Also, when the pitch of the gate fingers is changed, the high-frequency characteristics of each cell become non-uniform, and the optimum matching conditions are different, so that the actual gain is reduced. Also, increasing (changing) the distance between the fingers has led to an increase in the chip area.

It is an object of the present invention to provide a high-output FET with improved reliability without deteriorating high-frequency characteristics even under high applied voltage, high current, and high-temperature operating conditions.

[0009]

SUMMARY OF THE INVENTION The present invention relates to a field effect transistor having a comb-shaped gate electrode structure, wherein the threshold voltage is shallow at the center and deep at the end along the gate finger direction. The present invention relates to a field-effect transistor having a different recess depth along a direction.

Further, according to the present invention, in a field effect transistor having a comb-shaped gate electrode structure, a threshold voltage is reduced along a gate finger direction such that a threshold voltage is shallow at a center portion and deep at an end portion along the gate finger direction. The present invention relates to a field-effect transistor characterized in that channel layers have different impurity concentrations.

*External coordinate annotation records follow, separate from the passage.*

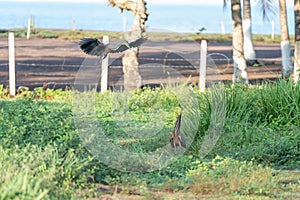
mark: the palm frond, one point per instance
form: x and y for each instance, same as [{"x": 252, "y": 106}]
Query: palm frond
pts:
[{"x": 267, "y": 8}]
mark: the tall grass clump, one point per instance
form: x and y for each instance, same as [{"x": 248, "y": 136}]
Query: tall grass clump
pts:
[{"x": 279, "y": 104}]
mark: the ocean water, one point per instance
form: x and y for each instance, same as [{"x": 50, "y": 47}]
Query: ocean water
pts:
[{"x": 99, "y": 16}]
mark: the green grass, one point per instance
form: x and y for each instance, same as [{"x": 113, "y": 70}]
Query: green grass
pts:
[
  {"x": 78, "y": 34},
  {"x": 257, "y": 154}
]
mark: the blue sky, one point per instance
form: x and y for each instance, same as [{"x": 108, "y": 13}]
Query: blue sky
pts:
[{"x": 198, "y": 2}]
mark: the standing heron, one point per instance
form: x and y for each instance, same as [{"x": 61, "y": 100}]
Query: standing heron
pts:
[
  {"x": 92, "y": 46},
  {"x": 177, "y": 138}
]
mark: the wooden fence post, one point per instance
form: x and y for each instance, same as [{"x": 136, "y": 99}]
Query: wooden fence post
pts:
[
  {"x": 203, "y": 58},
  {"x": 273, "y": 30},
  {"x": 104, "y": 68},
  {"x": 12, "y": 67},
  {"x": 28, "y": 28}
]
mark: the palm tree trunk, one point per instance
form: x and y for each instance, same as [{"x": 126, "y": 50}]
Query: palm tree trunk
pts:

Further, according to the present invention, in a field effect transistor having a comb-shaped gate electrode structure, the threshold voltage is reduced along the gate finger direction such that the threshold voltage is shallow at the center portion and deep at the end portions along the gate finger direction. The present invention relates to a field effect transistor having a different insulating film configuration.

In the above invention, the channel layer is formed along a direction substantially perpendicular to the gate finger direction so that the threshold voltage is shallow on the middle side and deep on the outside along the direction substantially perpendicular to the gate finger direction. The impurity concentration may be low on the middle side and high on the outside.

Further, according to the present invention, in a field effect transistor having a comb-shaped gate electrode structure, the threshold voltage of the gate finger located on the middle side is shallow and the threshold voltage of the gate finger located on the outside is deepened. like,
The present invention relates to a field-effect transistor characterized in that the impurity concentration of a channel layer is low on the middle side and high on the outside.

Further, according to the present invention, in a field effect transistor having a comb-shaped gate electrode structure, the gate voltage is set so that the threshold voltage is shallow on the middle side and deep on the outside along the direction substantially perpendicular to the gate finger direction. The present invention relates to a field effect transistor characterized in that the impurity concentration of the channel layer is low on the middle side and high on the outside along the direction substantially perpendicular to the finger direction.

In each of the above inventions, the recess at the finger outer portion of the comb gate of the high-output FET is made shallower and the center portion is made deeper, or the impurity concentration at the outer portion of the comb gate finger is made higher and the concentration at the center portion is made lower, or By forming a passivation film and varying its configuration to induce piezo-electricity, the threshold voltage (hereinafter, referred to as “Vt”) on the outer side of the gate finger is deepened, and the V at the center is increased.
t can be made shallower. As a result, it is possible to balance heat generation and heat radiation in the entire gate finger without deteriorating high-frequency characteristics, and to make the temperature of each channel portion uniform.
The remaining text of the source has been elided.